Labelled ‘hardcore’ to differentiate it from the fashion-fuelled scene in the UK and the East-coast scene, it certainly has an aggressive edge.
It’s a wonderful time capsule for those who might remember it with fondness and it certainly seemed to be more an ‘outsider’ scene than Punk in the UK, for example, where it was quickly assimilated into the everyday which, ironically, rendered it pretty much impotent. Here we witness a seething cry of resentment and protest which at once seems authentic and violent, and which is unarguably full of energy.
Like much British punk, a few decades later and hindsight allows you to distinguish the good from the bad (and some simply terrible) but there are many stand-out moments for those who love this stuff. Despite hiring a hall (most venues wouldn’t stage these bands more than once) it has a very authentic feel and the camera work (I think just a single one shooting 16mm but I may be wrong) seems to capture the best of the material. It’s notable that, unlike some of Don Letts 8mm footage of the early British punk scene, here we get decent sound, and that is true of all three documentaries in the set.
Standouts are pre-Henry Rollins ‘Black Flag’, ‘X’ (who were actually already moving to a dark post-punk sensibility and as a result are creatively the stand-out band here by a country mile); Fear; The Circle Jerks and The Germs.
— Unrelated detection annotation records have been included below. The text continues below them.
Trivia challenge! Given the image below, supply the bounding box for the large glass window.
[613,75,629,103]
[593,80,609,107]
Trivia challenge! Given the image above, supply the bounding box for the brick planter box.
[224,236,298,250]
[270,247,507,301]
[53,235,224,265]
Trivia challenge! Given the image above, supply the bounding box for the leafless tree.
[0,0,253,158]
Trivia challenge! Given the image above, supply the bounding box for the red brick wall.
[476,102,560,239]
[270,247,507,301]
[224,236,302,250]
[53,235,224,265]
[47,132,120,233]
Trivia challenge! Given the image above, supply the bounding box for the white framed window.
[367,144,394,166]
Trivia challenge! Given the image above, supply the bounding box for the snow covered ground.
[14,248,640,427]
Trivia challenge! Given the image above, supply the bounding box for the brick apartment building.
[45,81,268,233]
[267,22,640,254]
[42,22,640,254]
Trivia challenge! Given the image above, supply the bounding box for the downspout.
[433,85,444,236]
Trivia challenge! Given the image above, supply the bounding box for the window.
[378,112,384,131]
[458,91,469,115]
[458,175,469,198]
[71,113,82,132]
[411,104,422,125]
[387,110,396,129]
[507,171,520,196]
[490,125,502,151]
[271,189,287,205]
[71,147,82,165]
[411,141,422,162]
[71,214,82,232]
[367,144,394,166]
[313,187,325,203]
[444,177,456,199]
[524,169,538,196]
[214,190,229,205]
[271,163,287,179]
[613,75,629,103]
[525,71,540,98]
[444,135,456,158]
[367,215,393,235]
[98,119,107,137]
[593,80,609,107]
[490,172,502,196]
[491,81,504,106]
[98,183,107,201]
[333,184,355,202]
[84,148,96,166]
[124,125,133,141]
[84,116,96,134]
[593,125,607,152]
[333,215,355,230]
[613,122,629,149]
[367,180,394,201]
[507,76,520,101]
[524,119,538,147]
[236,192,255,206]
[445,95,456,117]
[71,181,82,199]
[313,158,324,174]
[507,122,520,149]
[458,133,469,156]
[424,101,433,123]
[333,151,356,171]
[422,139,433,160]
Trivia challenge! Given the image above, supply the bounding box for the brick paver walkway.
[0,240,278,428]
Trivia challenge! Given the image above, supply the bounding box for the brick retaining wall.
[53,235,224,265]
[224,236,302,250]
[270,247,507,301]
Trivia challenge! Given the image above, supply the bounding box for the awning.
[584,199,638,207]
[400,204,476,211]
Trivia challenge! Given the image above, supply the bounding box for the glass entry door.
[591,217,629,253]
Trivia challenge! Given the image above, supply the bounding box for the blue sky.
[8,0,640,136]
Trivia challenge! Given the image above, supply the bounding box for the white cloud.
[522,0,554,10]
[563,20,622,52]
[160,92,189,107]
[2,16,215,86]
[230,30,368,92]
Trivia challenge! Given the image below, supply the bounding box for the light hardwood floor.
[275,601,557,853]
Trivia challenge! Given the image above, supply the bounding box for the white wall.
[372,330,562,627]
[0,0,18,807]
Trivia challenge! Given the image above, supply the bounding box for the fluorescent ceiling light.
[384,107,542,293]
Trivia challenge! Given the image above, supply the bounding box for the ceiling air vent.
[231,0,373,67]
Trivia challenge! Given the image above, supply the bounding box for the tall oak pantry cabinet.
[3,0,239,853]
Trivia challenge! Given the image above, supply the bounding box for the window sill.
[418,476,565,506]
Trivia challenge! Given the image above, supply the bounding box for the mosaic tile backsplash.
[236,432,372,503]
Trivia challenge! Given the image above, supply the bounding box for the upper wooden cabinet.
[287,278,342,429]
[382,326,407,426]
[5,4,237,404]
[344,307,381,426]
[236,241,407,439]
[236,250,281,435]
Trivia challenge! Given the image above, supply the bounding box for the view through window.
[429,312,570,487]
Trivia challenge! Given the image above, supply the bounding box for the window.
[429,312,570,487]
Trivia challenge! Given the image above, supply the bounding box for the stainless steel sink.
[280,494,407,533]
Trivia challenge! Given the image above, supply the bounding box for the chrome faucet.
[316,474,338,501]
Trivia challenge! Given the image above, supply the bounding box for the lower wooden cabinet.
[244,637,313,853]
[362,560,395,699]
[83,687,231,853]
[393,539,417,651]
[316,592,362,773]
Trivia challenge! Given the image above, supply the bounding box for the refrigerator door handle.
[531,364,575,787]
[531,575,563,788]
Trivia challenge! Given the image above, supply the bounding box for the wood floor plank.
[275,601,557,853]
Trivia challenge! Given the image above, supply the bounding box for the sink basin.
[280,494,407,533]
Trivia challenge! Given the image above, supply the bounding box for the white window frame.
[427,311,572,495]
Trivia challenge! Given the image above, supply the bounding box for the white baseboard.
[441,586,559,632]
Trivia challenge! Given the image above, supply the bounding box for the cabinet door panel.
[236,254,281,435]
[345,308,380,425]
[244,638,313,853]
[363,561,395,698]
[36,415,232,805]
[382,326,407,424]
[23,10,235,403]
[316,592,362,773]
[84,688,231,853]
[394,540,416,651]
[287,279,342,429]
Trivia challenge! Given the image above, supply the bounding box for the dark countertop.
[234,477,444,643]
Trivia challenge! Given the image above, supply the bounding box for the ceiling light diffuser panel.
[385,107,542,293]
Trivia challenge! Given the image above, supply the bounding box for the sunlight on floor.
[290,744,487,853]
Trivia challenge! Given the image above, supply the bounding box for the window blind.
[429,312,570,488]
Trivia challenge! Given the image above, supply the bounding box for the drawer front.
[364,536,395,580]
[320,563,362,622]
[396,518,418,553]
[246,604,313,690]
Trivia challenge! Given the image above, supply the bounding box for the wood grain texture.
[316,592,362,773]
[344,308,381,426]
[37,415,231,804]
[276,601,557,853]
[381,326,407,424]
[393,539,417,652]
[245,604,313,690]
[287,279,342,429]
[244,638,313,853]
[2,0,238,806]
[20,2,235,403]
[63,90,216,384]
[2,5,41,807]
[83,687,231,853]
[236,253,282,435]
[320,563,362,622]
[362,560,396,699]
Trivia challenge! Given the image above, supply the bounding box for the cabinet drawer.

Directed by Penelope Spheeris (who went on to make ‘Wayne’s World’ and a bunch of other ‘fun’ movies) she maintains to this day that this is her proudest and most authentic work and that she still loves the attitude and lifestyle of the bands and fans she captured.
When this film was initially released in 1980, the LAPD Chief of Police Daryl Gates wrote a letter demanding the film not be shown again in L.A. Watching it now it’s clear that we’ve come a long way and that much of its attitude and language may not appear as shocking as it did then. As one person notes, men just didn’t have earrings in those days and certainly not Mohican haircuts. In 1980 this was a movie that had shock-value. Now it has become an invaluable time capsule. If Spheeris hadn’t done it, perhaps it would remain a scene lost forever.
Apart from the copious l;ive footage there are interviews with the band members, usually in their own ‘homes’ as well as with fans and publishers of ‘Slash’ fanzine which had a huge international readership at the time.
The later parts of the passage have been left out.